On May 1, three parties — Berrybrook Enterprises, Dowagaic, Mich.; High Acres Fruit Farm, Hartford; and Dale Drake, Shafer Lake’s president and general manager, closed on a sale to purchase Shafer Lake after former owners Bruce and Stanley Dowd retired. Bill Austin, also a previous owner, sold his share in the company.

Drake, who has been with Shafer Lake since 1968, purchased 10% of the company.

Jason, Trever and Ryan Meachum, owners of High Acres Fruit Farm, already pack apples at Shafer Lake. They now own 50% of the company.

Scott, Joseph and John Hassle (under the name Berrybrook Enterprises), growers who closed their packing facility, switched their apple tonnage to Shafer. They now own 40%.

Shafer Lake packs 95% apples and 5% peaches and pears, and with the Hassles’ additional tonnage, Drake said he is expecting Shafer’s apple volume to increase by about 25%. Drake declined to provide the number of cartons the company packs.

“It’s hard to get an old workhorse like me excited, and I’m very excited about this,” Drake said. “The Meachums are very high-quality growers and were Shafer Lake Fruit’s largest growers.
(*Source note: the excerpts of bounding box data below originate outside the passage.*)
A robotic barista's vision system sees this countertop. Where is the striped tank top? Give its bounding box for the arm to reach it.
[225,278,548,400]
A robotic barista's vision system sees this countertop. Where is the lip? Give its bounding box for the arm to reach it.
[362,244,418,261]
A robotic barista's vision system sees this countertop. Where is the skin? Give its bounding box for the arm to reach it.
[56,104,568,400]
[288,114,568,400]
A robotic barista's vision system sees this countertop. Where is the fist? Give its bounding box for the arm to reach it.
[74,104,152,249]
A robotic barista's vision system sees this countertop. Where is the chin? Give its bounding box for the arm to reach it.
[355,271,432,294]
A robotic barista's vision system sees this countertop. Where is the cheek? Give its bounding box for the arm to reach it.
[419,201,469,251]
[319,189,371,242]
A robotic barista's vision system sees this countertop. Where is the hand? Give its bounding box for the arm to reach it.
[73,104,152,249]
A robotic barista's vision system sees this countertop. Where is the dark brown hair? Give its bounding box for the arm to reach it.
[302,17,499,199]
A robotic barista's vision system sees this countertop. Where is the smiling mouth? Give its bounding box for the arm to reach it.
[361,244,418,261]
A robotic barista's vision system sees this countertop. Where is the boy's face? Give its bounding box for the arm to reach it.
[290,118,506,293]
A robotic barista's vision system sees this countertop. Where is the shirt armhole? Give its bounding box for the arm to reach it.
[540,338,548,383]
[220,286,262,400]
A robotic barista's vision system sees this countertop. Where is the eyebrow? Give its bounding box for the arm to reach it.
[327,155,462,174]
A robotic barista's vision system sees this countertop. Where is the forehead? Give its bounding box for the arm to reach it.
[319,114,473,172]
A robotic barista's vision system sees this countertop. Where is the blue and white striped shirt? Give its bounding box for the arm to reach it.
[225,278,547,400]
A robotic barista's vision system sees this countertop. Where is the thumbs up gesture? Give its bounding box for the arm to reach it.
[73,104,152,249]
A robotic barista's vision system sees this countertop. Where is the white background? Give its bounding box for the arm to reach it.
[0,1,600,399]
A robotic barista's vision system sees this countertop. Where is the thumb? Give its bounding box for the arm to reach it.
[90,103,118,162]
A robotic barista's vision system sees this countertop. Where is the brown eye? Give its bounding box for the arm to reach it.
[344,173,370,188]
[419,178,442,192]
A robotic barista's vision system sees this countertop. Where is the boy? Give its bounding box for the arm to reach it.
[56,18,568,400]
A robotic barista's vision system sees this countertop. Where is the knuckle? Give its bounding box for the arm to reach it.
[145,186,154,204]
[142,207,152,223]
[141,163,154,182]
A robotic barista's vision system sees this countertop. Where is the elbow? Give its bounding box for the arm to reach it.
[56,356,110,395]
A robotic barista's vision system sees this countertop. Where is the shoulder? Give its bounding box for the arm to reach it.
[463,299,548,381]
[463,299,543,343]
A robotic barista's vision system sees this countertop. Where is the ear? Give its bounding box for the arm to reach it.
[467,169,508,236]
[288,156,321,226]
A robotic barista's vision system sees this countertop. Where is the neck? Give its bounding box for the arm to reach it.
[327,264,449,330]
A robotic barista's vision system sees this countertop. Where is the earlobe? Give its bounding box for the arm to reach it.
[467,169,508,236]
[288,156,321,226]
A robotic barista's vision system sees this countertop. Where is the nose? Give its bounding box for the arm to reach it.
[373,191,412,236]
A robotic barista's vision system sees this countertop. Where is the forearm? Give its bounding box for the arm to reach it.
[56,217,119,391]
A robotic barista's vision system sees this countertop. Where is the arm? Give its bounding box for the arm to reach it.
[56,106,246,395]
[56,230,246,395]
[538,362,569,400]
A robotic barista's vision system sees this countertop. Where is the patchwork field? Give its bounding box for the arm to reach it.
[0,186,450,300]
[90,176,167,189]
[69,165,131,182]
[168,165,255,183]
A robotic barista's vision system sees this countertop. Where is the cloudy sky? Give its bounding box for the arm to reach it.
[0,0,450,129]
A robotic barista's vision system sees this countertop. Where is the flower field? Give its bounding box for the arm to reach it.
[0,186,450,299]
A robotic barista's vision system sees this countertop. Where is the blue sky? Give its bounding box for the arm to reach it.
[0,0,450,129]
We’re very happy to have them on board. The Hassles used to pack and quit packing, so they needed a home for their fruit.”

Drake is not alone in his enthusiasm.

Jason Meachum said he and his brothers — who operate High Acres and Centennial Farms, Hartford, where they grow strawberries, tart cherries, peaches, plums, nectarines, juice grapes, soybeans, bell peppers, specialty peppers and tomato grapes on a combined 2,500 acres — have expressed interest in buying into Shafer Lake Fruit for about five years.
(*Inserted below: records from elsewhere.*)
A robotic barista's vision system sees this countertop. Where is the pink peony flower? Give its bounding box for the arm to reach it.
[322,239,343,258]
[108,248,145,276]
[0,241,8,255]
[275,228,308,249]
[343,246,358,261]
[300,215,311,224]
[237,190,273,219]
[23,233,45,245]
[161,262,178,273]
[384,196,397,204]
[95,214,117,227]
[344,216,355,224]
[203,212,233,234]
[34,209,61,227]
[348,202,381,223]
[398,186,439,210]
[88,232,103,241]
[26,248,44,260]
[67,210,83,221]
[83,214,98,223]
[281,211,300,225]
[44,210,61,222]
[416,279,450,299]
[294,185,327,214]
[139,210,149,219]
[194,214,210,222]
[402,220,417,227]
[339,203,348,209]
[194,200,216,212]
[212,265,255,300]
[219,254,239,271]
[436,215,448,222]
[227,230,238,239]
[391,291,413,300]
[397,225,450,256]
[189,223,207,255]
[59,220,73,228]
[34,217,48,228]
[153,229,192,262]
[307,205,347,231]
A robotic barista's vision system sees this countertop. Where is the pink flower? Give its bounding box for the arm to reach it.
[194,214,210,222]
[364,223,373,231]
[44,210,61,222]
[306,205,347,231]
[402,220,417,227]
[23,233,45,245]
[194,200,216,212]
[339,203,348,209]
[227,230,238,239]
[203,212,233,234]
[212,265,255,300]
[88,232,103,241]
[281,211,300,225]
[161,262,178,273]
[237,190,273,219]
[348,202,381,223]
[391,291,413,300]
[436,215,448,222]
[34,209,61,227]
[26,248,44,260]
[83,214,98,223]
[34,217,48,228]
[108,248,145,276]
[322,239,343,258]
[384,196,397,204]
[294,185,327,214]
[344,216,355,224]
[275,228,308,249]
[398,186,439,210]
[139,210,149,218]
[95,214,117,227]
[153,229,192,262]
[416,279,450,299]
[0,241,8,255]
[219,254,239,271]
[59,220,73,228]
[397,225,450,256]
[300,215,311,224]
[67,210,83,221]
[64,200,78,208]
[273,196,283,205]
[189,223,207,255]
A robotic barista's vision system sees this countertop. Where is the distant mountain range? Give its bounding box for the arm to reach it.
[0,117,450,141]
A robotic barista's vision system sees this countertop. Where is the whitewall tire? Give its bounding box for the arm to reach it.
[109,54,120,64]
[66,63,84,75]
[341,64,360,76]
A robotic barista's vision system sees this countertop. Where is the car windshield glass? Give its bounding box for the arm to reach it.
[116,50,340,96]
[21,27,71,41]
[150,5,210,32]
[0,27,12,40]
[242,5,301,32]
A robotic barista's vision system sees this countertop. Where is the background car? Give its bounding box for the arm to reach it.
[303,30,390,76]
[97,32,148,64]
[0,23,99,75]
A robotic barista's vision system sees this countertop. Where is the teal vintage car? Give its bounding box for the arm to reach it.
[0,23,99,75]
When they heard the company was going on the market about a year ago, they were concerned the Dowds and Austin would sell to a company that did not pack fruit, leaving the Meachums — who account for about 70% of Shafer’s business — with no facility to pack their apples.

Last fall, the Dowds and Austin got serious about making a transition, and they gave the Meachums the first opportunity to purchase, Jason Meachum said.
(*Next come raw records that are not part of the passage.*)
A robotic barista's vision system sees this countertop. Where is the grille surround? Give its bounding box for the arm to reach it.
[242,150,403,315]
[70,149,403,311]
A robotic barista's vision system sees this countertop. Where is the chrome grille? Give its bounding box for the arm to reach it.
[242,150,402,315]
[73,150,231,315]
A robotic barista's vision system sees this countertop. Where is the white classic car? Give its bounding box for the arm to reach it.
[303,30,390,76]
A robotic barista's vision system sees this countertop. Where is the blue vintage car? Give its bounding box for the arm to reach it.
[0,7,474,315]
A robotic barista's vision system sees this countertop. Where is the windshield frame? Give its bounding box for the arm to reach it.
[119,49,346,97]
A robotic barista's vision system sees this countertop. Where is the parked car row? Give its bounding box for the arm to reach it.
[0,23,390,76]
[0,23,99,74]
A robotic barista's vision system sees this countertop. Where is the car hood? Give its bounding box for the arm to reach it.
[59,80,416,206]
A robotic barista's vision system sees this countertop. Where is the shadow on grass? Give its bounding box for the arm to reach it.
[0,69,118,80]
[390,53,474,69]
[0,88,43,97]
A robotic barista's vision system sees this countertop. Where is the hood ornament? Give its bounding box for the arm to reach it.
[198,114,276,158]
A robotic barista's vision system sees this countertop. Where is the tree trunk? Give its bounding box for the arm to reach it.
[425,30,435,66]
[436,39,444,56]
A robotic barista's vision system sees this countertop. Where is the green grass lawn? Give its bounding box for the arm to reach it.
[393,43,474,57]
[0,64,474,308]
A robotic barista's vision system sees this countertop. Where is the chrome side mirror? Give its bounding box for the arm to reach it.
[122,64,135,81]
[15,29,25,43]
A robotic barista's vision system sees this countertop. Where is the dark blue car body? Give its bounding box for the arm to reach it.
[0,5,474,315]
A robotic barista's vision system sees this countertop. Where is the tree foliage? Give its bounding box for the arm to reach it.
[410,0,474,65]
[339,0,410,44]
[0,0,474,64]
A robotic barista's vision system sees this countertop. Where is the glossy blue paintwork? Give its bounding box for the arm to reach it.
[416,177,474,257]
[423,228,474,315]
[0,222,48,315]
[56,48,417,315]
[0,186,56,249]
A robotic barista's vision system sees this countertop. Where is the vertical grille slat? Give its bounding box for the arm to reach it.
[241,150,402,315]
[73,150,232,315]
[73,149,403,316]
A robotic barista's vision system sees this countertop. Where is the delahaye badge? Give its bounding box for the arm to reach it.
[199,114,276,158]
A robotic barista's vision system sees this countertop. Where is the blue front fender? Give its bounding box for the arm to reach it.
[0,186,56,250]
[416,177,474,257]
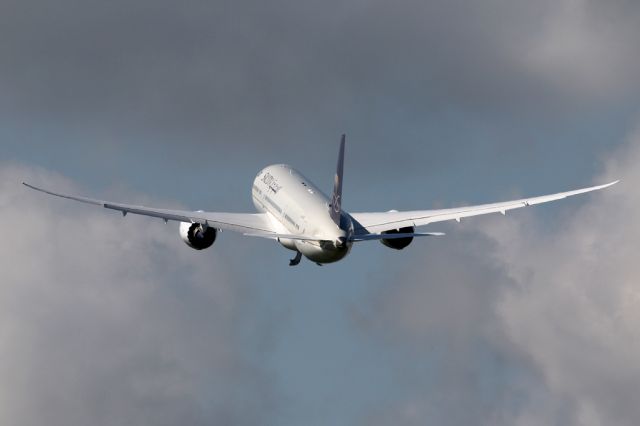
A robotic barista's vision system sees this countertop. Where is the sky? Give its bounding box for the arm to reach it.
[0,0,640,426]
“Now we have a guaranteed home for our product,” Jason Meachum said.

“Along with that came Riveridge (Produce Marketing, Inc., Sparta, Mich.), the No. 1 apple broker in the state of Michigan. It’s kind of like a perfect marriage,” he said. Riveridge sells the fruit packed by Shafer Lake.

But this “perfect marriage” needed one more partner. So, last spring, Meachum presented the idea to Scott Hassle — part-owner of Berrybrook Enterprises, the largest apple grower in southwest Michigan — and he was sold, Jason Meachum said.

“We wanted to bring in Scott’s operation because of sheer volume,” said Jason Meachum, secretary of Shafer Lake. “He’s a young guy, and we can grow together.”

Don Armock, president of Riveridge Produce Marketing Inc., Sparta, said Shafer Lake’s acquisition of Berrybrook’s tonnage also is advantageous for his company because it gives Riveridge more varietals to work with.

Scott Hassle, whose farm grows vegetables and tree fruits, said he decided to buy into the company because it was becoming nearly impossible to run both his packinghouse and farm. He also was confronted with the need to upgrade his facility to meet the food and safety department’s new regulations. By investing in Shafer Lake, he and his brothers acquired a fully functioning company, with all its components — code compliance, accounting, management, packinghouse crews, etc. — already in place.